Они стояли лицом к лицу – она всего на полголовы выше его, снова помолодевшая, беззаботная. На какое-то мгновение, самозабвенно погрузившись в то, что когда-то объединяло их, они как бы слились в одно существо.
– Значит, решено, – коротко сказала она и повернулась к двери.
Она вышла. Он понимал, что она хотела скрыть свое волнение. Он сел на край кровати, ощущая внутри себя растущую пустоту.
Всего одно лето провели они в Дании у дальних родственников отца, неизменно любезных и таких чужих людей… Дни и ночи напролет он тосковал по милому старому деревянному дому в Хюрумланне. Вот там было настоящее лето! Большой заросший сад с высоченными деревьями, которые отбрасывали такую густую тень, что, когда ты шел под ними по траве, казалось, ты пробираешься по морскому дну… Это и было настоящее, единственно возможное лето. И наверное, никогда в жизни Вилфред не сможет представить себе лето по-другому. А проемы в резных перилах террасы! Изображая сторожевого пса, он просовывал туда голову и лаял по-собачьи, но в один прекрасный день голова уже не прошла в отверстие! А золотистые тропинки, на которые ложились солнечные блики, а два крошечных холма – это были Синайская гора и мыс Доброй Надежды, а два маленьких ручья – Тигр и Евфрат! А на дне старого сгнившего колодца, куда братья бросили Иосифа, жил страшный зверь по имени Какаксакс… А старая беседка среди лип, торжественно шелестящих кронами, – день и ночь все тот же ровный шепот, за которым ему чудились лица и имена. А на лужайке перед дверью в кухню большой каштан, под ним зеленый деревянный стол, на котором чистили рыбу и осенью перебирали ягоду. А запах зеленой листвы, когда, бывало, заберешься на дерево и собираешь вишни в корзину, висящую на ближайшей ветке… А яблоки, запах только что сорванных яблок, рассыпанных на некрашеном деревянном полу, вымытом и выскобленном до блеска в ожидании нового щедрого урожая… А берег, в который, после того как пройдут большие суда, ударяют грозные волны… Когда-то из-за этих волн Вилфред убегал далеко-далеко от берега, так он боялся волнения на море, а потом, наоборот, море захватило все его помыслы, стало манить к подвигам… Старая, выкрашенная в коричневый цвет купальня с прогнившими перилами, которую каждый год чинили без всякого толку… И тот первый раз, когда он прыгнул с мостков в воду и после этого геройского поступка вынырнул с локонами, прилипшими к затылку, и увидел глаза матери, сверкающие от гордости…

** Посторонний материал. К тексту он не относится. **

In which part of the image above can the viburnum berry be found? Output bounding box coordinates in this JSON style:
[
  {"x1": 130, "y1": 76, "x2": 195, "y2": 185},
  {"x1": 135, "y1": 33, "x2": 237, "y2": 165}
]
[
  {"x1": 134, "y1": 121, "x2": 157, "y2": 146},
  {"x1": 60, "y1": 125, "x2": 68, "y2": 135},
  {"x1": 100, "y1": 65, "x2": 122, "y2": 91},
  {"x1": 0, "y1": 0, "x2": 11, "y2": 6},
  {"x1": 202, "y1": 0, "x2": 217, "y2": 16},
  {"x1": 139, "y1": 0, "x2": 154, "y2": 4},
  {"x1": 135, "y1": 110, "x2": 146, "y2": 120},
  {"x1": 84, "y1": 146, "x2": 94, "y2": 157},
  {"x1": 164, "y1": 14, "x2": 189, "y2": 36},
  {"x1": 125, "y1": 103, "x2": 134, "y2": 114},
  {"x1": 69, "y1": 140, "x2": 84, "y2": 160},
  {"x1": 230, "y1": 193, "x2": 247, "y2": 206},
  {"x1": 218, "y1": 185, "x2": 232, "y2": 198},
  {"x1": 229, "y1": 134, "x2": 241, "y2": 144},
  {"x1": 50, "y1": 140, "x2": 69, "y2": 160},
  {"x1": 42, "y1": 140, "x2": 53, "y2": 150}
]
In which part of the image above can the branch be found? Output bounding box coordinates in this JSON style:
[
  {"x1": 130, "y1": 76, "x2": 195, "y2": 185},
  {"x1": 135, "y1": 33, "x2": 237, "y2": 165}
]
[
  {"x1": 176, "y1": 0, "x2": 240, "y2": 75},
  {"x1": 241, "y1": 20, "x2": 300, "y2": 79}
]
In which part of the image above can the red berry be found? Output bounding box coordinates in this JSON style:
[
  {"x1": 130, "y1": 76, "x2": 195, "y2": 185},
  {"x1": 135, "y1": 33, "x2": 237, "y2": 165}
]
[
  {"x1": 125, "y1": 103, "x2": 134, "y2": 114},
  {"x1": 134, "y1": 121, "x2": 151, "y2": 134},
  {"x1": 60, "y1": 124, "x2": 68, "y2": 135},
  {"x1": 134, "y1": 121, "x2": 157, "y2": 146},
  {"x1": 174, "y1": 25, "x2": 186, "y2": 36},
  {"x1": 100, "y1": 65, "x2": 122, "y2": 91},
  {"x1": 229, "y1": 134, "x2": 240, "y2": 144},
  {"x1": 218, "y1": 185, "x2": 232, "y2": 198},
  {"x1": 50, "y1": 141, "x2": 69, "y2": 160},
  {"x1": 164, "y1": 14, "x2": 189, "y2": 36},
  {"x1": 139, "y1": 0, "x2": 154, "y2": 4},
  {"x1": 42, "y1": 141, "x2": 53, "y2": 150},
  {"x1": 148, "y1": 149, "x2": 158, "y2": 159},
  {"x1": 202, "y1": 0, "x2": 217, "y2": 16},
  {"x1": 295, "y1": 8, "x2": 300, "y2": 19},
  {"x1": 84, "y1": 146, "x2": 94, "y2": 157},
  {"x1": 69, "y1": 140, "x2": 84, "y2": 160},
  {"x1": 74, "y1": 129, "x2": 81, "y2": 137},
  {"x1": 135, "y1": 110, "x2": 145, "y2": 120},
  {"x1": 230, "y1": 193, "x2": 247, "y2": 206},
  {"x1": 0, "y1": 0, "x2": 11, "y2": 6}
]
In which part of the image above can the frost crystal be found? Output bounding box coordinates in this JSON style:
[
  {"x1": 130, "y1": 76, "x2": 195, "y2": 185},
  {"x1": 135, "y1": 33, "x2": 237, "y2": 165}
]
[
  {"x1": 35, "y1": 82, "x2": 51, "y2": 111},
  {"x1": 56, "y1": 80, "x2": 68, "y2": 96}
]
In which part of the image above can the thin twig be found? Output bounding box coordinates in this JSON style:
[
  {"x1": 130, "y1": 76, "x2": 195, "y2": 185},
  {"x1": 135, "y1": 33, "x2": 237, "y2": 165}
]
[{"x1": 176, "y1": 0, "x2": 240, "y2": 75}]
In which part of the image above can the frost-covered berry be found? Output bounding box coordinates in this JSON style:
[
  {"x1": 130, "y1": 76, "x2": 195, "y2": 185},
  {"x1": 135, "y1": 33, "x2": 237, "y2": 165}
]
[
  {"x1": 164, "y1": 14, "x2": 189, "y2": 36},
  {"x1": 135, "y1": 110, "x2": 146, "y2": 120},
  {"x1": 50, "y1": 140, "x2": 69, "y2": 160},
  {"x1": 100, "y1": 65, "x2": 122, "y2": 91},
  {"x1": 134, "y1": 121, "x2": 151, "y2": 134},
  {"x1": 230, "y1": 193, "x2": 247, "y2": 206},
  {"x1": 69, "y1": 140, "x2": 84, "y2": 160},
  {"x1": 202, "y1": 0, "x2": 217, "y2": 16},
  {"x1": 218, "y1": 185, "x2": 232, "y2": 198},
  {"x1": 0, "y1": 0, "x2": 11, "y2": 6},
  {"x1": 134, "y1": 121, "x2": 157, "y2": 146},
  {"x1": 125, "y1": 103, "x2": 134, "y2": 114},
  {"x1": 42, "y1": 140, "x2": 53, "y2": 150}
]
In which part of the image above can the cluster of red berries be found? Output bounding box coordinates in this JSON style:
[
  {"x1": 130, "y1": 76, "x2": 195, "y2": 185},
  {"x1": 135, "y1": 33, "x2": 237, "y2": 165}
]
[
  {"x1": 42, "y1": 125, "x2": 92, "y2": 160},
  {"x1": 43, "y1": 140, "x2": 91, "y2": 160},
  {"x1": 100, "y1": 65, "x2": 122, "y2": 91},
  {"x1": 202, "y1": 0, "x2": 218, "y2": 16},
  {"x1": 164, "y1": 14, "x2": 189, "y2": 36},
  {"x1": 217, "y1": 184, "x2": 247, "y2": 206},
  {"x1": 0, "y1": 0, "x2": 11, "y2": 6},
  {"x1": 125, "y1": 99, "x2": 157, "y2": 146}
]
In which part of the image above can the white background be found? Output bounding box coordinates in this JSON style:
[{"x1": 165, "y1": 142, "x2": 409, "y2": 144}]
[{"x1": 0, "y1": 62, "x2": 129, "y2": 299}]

А тихие вечерние прогулки под темным пологом листвы, сладкий запах жасмина в разгар лета, таинственные тени деревьев, которые к наступлению сумерек разрастались до невероятных размеров, обретали душу и что-то нашептывали всем вокруг. А завтраки на открытой верхней террасе, куда прилетали маленькие птички, отваживавшиеся клевать крошки прямо со скатерти. Ручной еж по имени Юнас…
Так было каждое лето. И все они как бы слились воедино. Это было в одно и то же время и воспоминание, и непреходящее состояние, блаженство реальное и в то же время чуточку выдуманное, ведь ничто на свете не бывает только тем, что оно есть на самом деле, даже флаг, который по традиции поднимали каждое воскресенье. Летом все было чем-то большим, чем на самом деле, все имело какое-то особое значение, было еще чем-то «как будто», и это «как будто» было всамделишнее и важнее, чем деревья, море, ползущие тени, это было богатство, лишенное форм и очертаний, все радости в одной радости, бездонной, не задающей вопросов.